Да, лихая штучка эта дочка старого Адамса, палец в рот не клади —откусит.

Он встал с нее, униженный и побитый, как пес. Пальцы его были забрызганы ее кровью. Ревнивец затравленно взглянул через плечо: она лежала на золотистом песке, распластанная, как раненая птица. Красная юбка с белыми оборками была задрана выше пояса, обнажая бедра, которые так любили ласкать его руки. Вуд перевел угрюмый взгляд: лицо ее было в крови, но глаза смеялись.

В ту ночь Диззи понял, что в Монтане есть человек, который ни на йоту его не боится, который сильнее его. Этим человеком была женщина – дьявол в юбке, по имени Дженни Паркер. Добрая по натуре, она могла бы простить ему всё, даже свою кровь… Но она не смогла простить Крэйзи его уверенности в полном праве на ее свободу.

С тех пор прошло без малого три месяца. Он мучился и ждал, казнил себя, напоминая Рок-Тауну о своем существовании безрассудными налетами и грабежами на дорогах. Она – с глаз долой, из сердца вон – возилась с отцом по хозяйству, всё реже вспоминая сильные объятия Диззи, его горячие, до боли, поцелуи.

За что она вообще любила Крэйзи-Вуда?
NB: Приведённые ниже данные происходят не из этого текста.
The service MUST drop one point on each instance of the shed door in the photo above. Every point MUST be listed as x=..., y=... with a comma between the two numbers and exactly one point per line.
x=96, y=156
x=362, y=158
Странно, но Дженни сама лишь смутно догадывалась об этом. Пожалуй, за то, что глаза у этого парня были пронзительно голубые, как техасское небо в полдень, и еще за то, что он не боялся ее брата, а перед Роджером в Монтане снимали шляпу все: от последнего пропойцы до командира форта Фэттерман.

34

 Начиная со времени “первых рубежей”, всегда находились люди, которые отправлялись на Запад, чтобы поглядеть и пощупать нетронутый дикий мир; это были трапперы – охотники на пушного зверя – и торговцы с индейцами, которые каждый сезон хоть на немного, но продвигались всё дальше в лесные и горные дебри. Так же, как и разведчики, следопыты прерий проникали до Крайнего Запада… Это были отчаянные люди, часто конфликтовавшие с законом, но не боящиеся опасностей и приключений; это были охотники, одинокие, гордые люди со своими понятиями и неписаными законами… Они просачивались через горные хребты, спускались на индейских каноэ или кильботах по реке Огайо и наконец, теряя друзей и последние силы, добирались до Миссисипи.

А потом, в 1803 году, Джефферсон на свой страх и риск купил Луизиану, и за одну ночь фронтир молодых республиканцев продвинулся далеко на Запад. И это вызвало перемену в национальной психологии.

“Именно тогда на Запад и отправилась экспедиция Льюиса и Кларка, чтобы исследовать пути через отдаленные горы к Тихому океану; а некоторые, вроде Джона Коултера, предпочли остаться на Западе. За ними последовали Кит Карсон, Джим Бриджер, Билл Уильямс, Джо Уокер… и Паркеры.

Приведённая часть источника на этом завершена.